Benefits of Deep Learning Classification of Continuous Noninvasive Brain-Computer Interface Control

Abstract

AbstractNoninvasive brain-computer interfaces (BCIs) assist paralyzed patients by providing access to the world without requiring surgical intervention. While the performance of noninvasive BCI is hindered by long training times and variable user proficiency, it may be improved by deep learning methods, such as convolutional neural networks (CovNets). Prior work has suggested that the application of deep learning to EEG signals collected over the motor cortex during motor imagery based BCI increases classification accuracy in standard sensorimotor rhythm (SMR) BCI datasets. It remains to be seen whether these improvements can generalize to practical scenarios such as continuous control tasks (as opposed to prior work reporting one classification per trial), or whether valuable information remains latent outside of the motor cortex (as no prior work has compared full scalp coverage to motor only electrode montages).
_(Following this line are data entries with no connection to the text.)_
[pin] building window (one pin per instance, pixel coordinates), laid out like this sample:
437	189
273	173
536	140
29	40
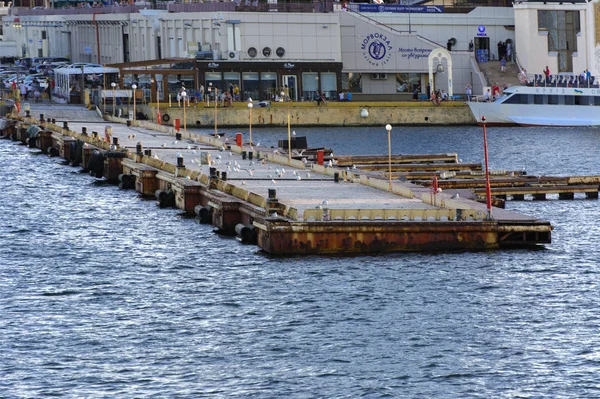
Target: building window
215	79
250	85
269	85
232	78
310	85
329	85
406	82
562	28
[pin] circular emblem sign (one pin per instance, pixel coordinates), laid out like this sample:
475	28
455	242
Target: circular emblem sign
377	49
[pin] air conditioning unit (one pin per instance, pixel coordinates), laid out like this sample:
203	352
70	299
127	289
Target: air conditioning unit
232	55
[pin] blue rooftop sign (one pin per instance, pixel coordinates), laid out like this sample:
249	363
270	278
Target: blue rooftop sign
399	8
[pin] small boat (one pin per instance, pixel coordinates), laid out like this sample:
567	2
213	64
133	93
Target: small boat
541	106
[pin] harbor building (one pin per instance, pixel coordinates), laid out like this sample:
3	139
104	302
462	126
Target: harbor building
563	36
375	52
Here we report that deep learning methods significantly increase offline classification accuracy on an independent, large, and longitudinal online motor imagery BCI dataset with up to 4-classes and continuous 2-dimensional feedback. Improvements in classification accuracy were found to negatively correlate with initial online BCI performance, suggesting deep learning methods preferentially benefit BCI participants who need it most. The CovNets also significantly increased the information transfer rate (ITR) of the BCI system: They produced a two-fold increase in ITR without loss in classification accuracy when comparing CovNet models trained with full scalp EEG coverage to the traditional motor cortex specific decoding. Our results suggest that a variety of neural biomarkers useful for BCI, including those outside the motor cortex, can be detected through deep learning methods.